Though folk musicians Laura Cannell and Jozef van Wissem present themselves entirely differently (the former polite and self-deprecating, the latter sneering, aggressive and silent), both utilise the imperfections in early musical instruments to their advantage, creating unique effects out of moments that are slightly out of tune, where the instruments squeak or crack.
Easterhouse’s arts venue Platform hosts the unlikely pair as part of the Celtic Connections festival, with Cannell, a recorder player and violinist from rural Norfolk, taking the first half.
Cannell uses techniques she developed herself throughout the performance, such as the ‘deconstructed bow’ and ‘double-barrelled recorders’.
The first refers to a technique whereby the bow is wrapped around the violin so all the strings are played at once, the second, where two recorders are played at once.
The slowly developing suspense of the compositions she performs soon prove these techniques to be more than tricks or gimmicks, as they create unique effects, such as in a piece inspired by a story of the ghost of a dog scratching on a door, replicated by the scratches of Cannell’s violin.
In interviews, Dutch lutist Jozef van Wissem is clear about his artistic choices and their relation to contemporary issues: performances that attempt to be direct, raw, and unpolished, rather than the ‘streamlined’ music of today; a necessity for a crossovers between disciplines, using his compositions alongside high art, film, documentaries, and video games; and the use of the lute as the ‘pop instrument’ of its day, that could be found in, and would transcend, all levels and hierarchies within society.
This latter artistic choice seems to be at odds with the nature of tonight’s performance, as the formalities of an interval and seating suggest a traditional concert, while sudden changes of lighting and van Wissem’s aggressive movements suggest something more like a rock gig.
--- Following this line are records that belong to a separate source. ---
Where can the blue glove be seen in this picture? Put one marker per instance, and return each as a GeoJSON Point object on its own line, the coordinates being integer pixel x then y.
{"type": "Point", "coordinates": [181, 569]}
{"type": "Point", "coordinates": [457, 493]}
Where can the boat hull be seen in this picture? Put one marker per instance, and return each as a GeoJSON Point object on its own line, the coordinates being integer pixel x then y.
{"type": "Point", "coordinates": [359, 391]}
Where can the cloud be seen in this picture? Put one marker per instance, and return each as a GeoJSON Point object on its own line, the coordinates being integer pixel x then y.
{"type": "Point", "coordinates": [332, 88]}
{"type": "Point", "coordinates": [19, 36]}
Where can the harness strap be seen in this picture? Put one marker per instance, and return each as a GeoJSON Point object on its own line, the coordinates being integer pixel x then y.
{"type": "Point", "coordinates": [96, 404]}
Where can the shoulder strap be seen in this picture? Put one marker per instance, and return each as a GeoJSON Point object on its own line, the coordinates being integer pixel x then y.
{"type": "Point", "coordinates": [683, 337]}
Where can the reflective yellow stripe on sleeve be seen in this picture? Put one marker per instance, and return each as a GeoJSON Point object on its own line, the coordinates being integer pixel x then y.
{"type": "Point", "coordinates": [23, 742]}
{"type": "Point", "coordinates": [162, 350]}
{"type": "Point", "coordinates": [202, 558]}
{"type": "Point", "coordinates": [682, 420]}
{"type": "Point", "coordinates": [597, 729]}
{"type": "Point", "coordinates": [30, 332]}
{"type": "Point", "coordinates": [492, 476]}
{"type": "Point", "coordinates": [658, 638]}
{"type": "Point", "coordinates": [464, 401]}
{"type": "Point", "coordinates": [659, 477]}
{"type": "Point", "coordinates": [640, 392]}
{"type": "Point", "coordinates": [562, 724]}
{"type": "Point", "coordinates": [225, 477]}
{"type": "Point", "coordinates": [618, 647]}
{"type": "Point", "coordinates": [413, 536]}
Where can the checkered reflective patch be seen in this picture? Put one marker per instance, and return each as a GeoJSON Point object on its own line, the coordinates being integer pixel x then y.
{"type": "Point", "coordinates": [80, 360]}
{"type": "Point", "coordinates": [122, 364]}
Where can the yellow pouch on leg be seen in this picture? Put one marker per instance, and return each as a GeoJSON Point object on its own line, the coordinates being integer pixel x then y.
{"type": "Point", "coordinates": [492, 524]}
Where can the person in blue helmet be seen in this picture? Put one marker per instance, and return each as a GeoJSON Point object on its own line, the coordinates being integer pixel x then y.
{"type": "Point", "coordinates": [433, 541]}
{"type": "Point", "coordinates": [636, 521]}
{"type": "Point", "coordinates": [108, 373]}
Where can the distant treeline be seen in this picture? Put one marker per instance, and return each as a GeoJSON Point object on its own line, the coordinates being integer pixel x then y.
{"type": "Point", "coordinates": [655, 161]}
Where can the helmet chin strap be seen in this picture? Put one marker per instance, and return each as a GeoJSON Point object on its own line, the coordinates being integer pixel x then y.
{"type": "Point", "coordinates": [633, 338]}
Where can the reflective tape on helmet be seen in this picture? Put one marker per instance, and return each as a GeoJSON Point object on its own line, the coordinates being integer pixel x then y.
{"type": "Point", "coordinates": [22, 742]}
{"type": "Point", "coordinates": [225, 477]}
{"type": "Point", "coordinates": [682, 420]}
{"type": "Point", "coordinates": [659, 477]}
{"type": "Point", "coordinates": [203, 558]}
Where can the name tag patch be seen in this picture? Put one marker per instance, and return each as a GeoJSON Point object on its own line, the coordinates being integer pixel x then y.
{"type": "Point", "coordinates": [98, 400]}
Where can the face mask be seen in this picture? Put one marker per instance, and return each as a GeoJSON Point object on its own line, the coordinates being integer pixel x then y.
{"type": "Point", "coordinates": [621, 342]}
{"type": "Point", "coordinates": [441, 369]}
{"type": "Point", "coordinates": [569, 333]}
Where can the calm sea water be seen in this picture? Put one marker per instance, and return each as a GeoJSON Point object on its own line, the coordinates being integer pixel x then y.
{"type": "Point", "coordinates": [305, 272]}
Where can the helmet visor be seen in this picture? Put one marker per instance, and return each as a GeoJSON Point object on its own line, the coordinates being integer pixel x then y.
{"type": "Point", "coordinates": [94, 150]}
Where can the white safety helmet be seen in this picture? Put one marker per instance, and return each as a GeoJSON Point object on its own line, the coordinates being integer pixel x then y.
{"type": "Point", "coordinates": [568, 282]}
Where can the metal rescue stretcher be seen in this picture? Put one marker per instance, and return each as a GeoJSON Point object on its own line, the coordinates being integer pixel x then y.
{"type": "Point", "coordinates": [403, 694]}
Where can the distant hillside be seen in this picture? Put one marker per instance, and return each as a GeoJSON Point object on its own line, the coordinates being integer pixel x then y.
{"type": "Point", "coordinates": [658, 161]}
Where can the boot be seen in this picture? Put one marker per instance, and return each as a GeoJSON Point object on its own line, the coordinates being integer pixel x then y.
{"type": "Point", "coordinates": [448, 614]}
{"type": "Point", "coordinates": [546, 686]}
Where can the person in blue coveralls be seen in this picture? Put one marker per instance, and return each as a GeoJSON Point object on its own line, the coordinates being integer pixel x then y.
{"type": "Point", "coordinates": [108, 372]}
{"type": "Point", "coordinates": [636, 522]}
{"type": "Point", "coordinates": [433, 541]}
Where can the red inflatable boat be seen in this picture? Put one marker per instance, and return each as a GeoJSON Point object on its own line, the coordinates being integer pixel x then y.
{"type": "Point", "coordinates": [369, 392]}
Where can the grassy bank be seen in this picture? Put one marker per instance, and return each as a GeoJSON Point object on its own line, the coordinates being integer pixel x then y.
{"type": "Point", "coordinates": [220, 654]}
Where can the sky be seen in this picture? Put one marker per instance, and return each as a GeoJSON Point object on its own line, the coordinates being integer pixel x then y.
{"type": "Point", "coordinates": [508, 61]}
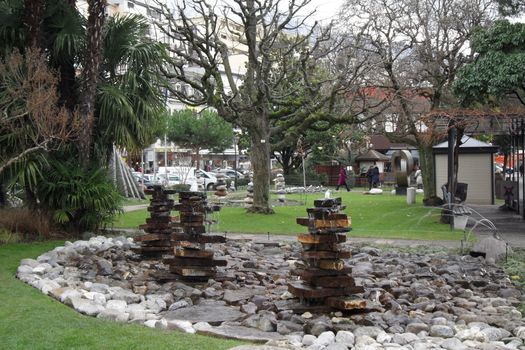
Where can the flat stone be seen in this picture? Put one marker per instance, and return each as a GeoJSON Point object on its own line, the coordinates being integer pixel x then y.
{"type": "Point", "coordinates": [441, 331]}
{"type": "Point", "coordinates": [238, 333]}
{"type": "Point", "coordinates": [117, 305]}
{"type": "Point", "coordinates": [346, 338]}
{"type": "Point", "coordinates": [113, 315]}
{"type": "Point", "coordinates": [213, 314]}
{"type": "Point", "coordinates": [181, 325]}
{"type": "Point", "coordinates": [86, 307]}
{"type": "Point", "coordinates": [233, 296]}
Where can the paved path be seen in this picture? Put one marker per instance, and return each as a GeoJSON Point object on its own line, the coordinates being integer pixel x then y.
{"type": "Point", "coordinates": [134, 207]}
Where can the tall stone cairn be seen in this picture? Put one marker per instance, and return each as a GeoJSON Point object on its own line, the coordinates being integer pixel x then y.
{"type": "Point", "coordinates": [159, 226]}
{"type": "Point", "coordinates": [324, 277]}
{"type": "Point", "coordinates": [220, 187]}
{"type": "Point", "coordinates": [191, 260]}
{"type": "Point", "coordinates": [280, 187]}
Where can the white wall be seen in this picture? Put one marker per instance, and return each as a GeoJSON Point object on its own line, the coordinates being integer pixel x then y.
{"type": "Point", "coordinates": [475, 170]}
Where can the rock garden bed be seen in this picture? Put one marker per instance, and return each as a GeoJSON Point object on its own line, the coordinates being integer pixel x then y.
{"type": "Point", "coordinates": [415, 301]}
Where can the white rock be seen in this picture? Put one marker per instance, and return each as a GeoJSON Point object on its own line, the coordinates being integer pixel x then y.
{"type": "Point", "coordinates": [42, 268]}
{"type": "Point", "coordinates": [324, 339]}
{"type": "Point", "coordinates": [181, 325]}
{"type": "Point", "coordinates": [27, 277]}
{"type": "Point", "coordinates": [520, 332]}
{"type": "Point", "coordinates": [24, 269]}
{"type": "Point", "coordinates": [161, 324]}
{"type": "Point", "coordinates": [383, 338]}
{"type": "Point", "coordinates": [87, 307]}
{"type": "Point", "coordinates": [452, 344]}
{"type": "Point", "coordinates": [113, 315]}
{"type": "Point", "coordinates": [47, 286]}
{"type": "Point", "coordinates": [294, 340]}
{"type": "Point", "coordinates": [286, 295]}
{"type": "Point", "coordinates": [66, 296]}
{"type": "Point", "coordinates": [202, 326]}
{"type": "Point", "coordinates": [308, 339]}
{"type": "Point", "coordinates": [346, 338]}
{"type": "Point", "coordinates": [404, 338]}
{"type": "Point", "coordinates": [363, 340]}
{"type": "Point", "coordinates": [98, 298]}
{"type": "Point", "coordinates": [307, 315]}
{"type": "Point", "coordinates": [29, 262]}
{"type": "Point", "coordinates": [118, 293]}
{"type": "Point", "coordinates": [472, 334]}
{"type": "Point", "coordinates": [150, 323]}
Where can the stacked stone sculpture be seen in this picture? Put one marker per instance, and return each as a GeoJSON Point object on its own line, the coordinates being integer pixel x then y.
{"type": "Point", "coordinates": [280, 187]}
{"type": "Point", "coordinates": [159, 226]}
{"type": "Point", "coordinates": [192, 261]}
{"type": "Point", "coordinates": [324, 278]}
{"type": "Point", "coordinates": [249, 192]}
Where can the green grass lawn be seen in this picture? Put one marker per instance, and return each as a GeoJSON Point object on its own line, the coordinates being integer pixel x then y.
{"type": "Point", "coordinates": [381, 216]}
{"type": "Point", "coordinates": [31, 320]}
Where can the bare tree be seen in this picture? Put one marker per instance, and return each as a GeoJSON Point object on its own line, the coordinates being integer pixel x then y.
{"type": "Point", "coordinates": [30, 121]}
{"type": "Point", "coordinates": [295, 77]}
{"type": "Point", "coordinates": [419, 46]}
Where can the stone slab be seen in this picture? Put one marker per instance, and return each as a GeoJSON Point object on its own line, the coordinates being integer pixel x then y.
{"type": "Point", "coordinates": [233, 296]}
{"type": "Point", "coordinates": [211, 313]}
{"type": "Point", "coordinates": [239, 333]}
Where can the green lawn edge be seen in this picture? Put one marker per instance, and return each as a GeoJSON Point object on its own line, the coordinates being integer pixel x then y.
{"type": "Point", "coordinates": [385, 216]}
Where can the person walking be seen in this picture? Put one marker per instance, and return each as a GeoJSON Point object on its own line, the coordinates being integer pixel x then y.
{"type": "Point", "coordinates": [341, 180]}
{"type": "Point", "coordinates": [375, 177]}
{"type": "Point", "coordinates": [370, 175]}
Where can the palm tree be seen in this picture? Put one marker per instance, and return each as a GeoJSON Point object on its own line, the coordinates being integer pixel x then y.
{"type": "Point", "coordinates": [90, 74]}
{"type": "Point", "coordinates": [130, 104]}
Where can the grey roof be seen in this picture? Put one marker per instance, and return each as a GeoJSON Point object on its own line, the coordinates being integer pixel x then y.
{"type": "Point", "coordinates": [372, 155]}
{"type": "Point", "coordinates": [468, 142]}
{"type": "Point", "coordinates": [469, 145]}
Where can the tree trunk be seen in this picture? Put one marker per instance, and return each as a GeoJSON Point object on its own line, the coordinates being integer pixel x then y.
{"type": "Point", "coordinates": [33, 18]}
{"type": "Point", "coordinates": [260, 158]}
{"type": "Point", "coordinates": [426, 163]}
{"type": "Point", "coordinates": [3, 196]}
{"type": "Point", "coordinates": [96, 10]}
{"type": "Point", "coordinates": [197, 157]}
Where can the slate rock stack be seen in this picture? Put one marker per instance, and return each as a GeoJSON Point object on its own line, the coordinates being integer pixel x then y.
{"type": "Point", "coordinates": [220, 188]}
{"type": "Point", "coordinates": [191, 260]}
{"type": "Point", "coordinates": [280, 187]}
{"type": "Point", "coordinates": [249, 192]}
{"type": "Point", "coordinates": [159, 226]}
{"type": "Point", "coordinates": [324, 278]}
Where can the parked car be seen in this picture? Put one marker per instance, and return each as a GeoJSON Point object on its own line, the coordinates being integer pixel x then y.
{"type": "Point", "coordinates": [188, 175]}
{"type": "Point", "coordinates": [169, 180]}
{"type": "Point", "coordinates": [143, 179]}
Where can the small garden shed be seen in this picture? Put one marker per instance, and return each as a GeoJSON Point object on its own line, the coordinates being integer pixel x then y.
{"type": "Point", "coordinates": [476, 168]}
{"type": "Point", "coordinates": [371, 157]}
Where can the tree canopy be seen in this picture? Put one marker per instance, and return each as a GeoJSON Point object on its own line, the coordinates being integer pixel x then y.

As the show progresses, the pieces begin to sound more modern, and the performance escalates to the point on the last song at which van Wissem finally opens his mouth, repeating only “do you ever feel like you want to?” in a cracked, withering drawl.
The simplicity of the message, its relation to contemporary desires and the eerie atmosphere that undermines its apparent innocence, seem to draw more from the sinister minimalism of Swans than from the lute’s renaissance tradition.
Yet the music seems to lack something without a visual; van Wissem is perhaps best known for his work with filmmaker Jim Jarmusch for Only Lovers Left Alive, and the intensity of the repetition and persistence of the rhythm, with its unobtrusive melodies, is perfect for creating atmosphere.
It would perhaps gain something from different ideas about the form these performances should take, and a fuller incorporation of the visual elements that seem so vital to complete van Wissem’s art.